SEBI has also approved a system for netting Foreign Portfolio Investor (FPI) cash market trades. This will help foreign investors by letting them offset same-day buy and sell trades, reducing operational steps and costs instead of settling each trade separately. The system is expected to be in place by December 31, 2026. Their success hinges on strong enforcement, especially as SEBI continues its crackdown on market manipulation. This includes actions against stock manipulation and identifying over 1.33 lakh misleading social media posts about securities. SEBI's active oversight, shown by penalties in cases like the RGRL manipulation, highlights the need for these strong rules.
Global Currencies: The Rise of the Petroyuan
Globally, the petroyuan is emerging as a practical tool mainly for bypassing sanctions and settling trade in specific regions, rather than directly challenging major currencies like the US dollar or Euro. This is part of a global trend favoring local and regional currencies in international trade. Projections estimate that non-dollar settlements could exceed 20% by the end of 2025. This shift away from the dollar is supported by groups like BRICS, which are building financial systems like the New Development Bank for local currency loans and BRICS Pay for settlements. Energy and commodity producers are increasingly using these non-dollar routes, signaling a significant change in global trade finance.
India Promotes Rupee Trade to Cut Dollar Reliance
India is actively participating in this evolving currency landscape by promoting the international use of the Indian Rupee (INR). The Reserve Bank of India (RBI) uses systems like Special Rupee Vostro Accounts to allow trade to be settled directly in INR. This aims to reduce reliance on the US dollar, save foreign exchange, and increase financial independence, especially for countries facing currency limits or sanctions. Nations like Russia, Sri Lanka, Saudi Arabia, and the UAE are already trading in rupees with India.

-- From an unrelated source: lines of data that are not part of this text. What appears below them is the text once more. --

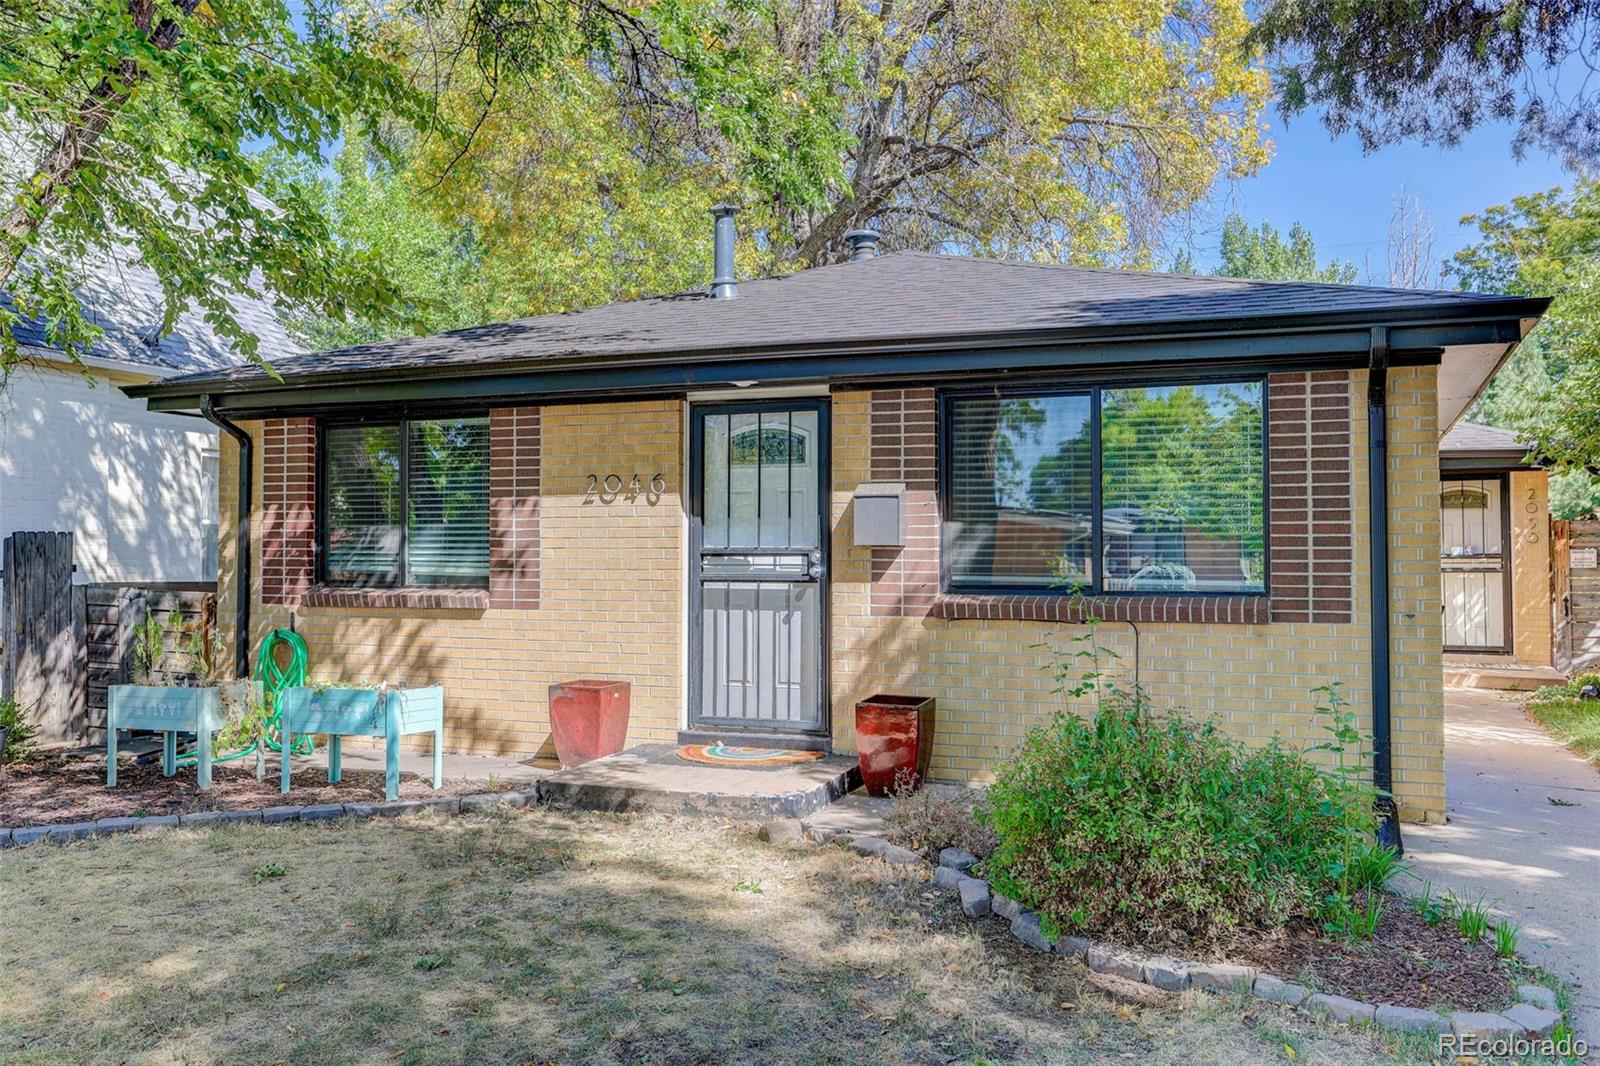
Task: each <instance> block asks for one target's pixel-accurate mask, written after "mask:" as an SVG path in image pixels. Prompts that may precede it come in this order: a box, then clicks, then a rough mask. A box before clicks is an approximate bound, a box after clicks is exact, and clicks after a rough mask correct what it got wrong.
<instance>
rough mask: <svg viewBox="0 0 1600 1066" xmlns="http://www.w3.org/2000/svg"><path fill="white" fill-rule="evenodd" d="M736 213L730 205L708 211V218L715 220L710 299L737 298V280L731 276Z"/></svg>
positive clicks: (734, 277) (738, 285)
mask: <svg viewBox="0 0 1600 1066" xmlns="http://www.w3.org/2000/svg"><path fill="white" fill-rule="evenodd" d="M738 211H739V208H736V206H733V205H731V203H718V205H717V206H714V208H712V210H710V216H712V218H714V219H715V222H714V229H712V238H714V246H712V279H710V298H712V299H738V298H739V279H738V277H734V274H733V245H734V242H736V240H738V238H739V230H738V229H736V227H734V224H733V216H734V214H738Z"/></svg>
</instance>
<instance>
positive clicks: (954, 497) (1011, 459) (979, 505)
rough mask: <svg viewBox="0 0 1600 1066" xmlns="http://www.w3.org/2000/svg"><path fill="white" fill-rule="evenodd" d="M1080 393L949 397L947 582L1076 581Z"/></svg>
mask: <svg viewBox="0 0 1600 1066" xmlns="http://www.w3.org/2000/svg"><path fill="white" fill-rule="evenodd" d="M1090 418H1091V411H1090V395H1088V394H1086V392H1080V394H1062V395H1029V397H971V399H960V400H954V402H952V403H950V413H949V421H947V426H949V440H947V442H946V463H947V467H949V482H947V493H946V501H947V506H946V512H947V514H946V520H944V559H946V560H947V565H949V575H950V586H954V587H962V586H968V587H971V586H976V587H982V586H1019V587H1040V589H1048V587H1050V586H1083V584H1086V583H1088V581H1090V562H1091V559H1093V557H1094V554H1093V528H1094V511H1093V507H1094V495H1093V477H1094V475H1093V453H1091V434H1090V429H1091V423H1090Z"/></svg>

India has also expanded its currency swap agreements. A major $75 billion swap with Japan was renewed in February 2025, alongside agreements within the SAARC region and with countries like the Maldives. India's foreign exchange reserves are substantial, around $709.76 billion as of March 13, 2026. However, recent weeks have seen a drop due to RBI efforts to support the rupee against geopolitical pressures and fluctuating oil prices. India is also diversifying its export markets, signing new trade deals with the UK, Oman, and New Zealand to build economic strength.
Concerns Remain: Challenges and Risks
Despite SEBI's actions, the large number of flagged social media posts and past manipulation cases indicate ongoing challenges in market oversight, with a constant battle against rule-breakers. The new conflict-of-interest rules, though detailed, could be seen as just a compliance check if not strictly enforced. The petroyuan's limited use for sanctions evasion might push countries into regulatory gray zones or expose them to counter-sanctions, potentially harming currency trust. India's push to make the rupee more international faces difficulties in gaining broad global acceptance and ensuring enough liquidity for trading partners.
The drop in foreign exchange reserves, caused by geopolitical tensions and higher oil import costs, shows India's susceptibility to external shocks. A prolonged conflict in West Asia or a major global slowdown could further strain reserves and pressure the rupee, particularly due to India's high reliance on oil imports. Relying too heavily on China's managed financial system, even for short-term trade efficiency, creates a significant new vulnerability that could swap one dependence for another.
Looking Ahead: Market Outlook
Analysts expect a positive year for the Indian stock market in 2026, driven by strong earnings growth and continued economic expansion. Emerging markets like India may benefit from a weaker US dollar and better valuations, though regional differences will be important. India's efforts to diversify exports are expected to support stable growth into 2026, aided by new free trade agreements. India's long-term economic growth potential is considered strong, though navigating global uncertainties and regulatory changes will require careful strategy.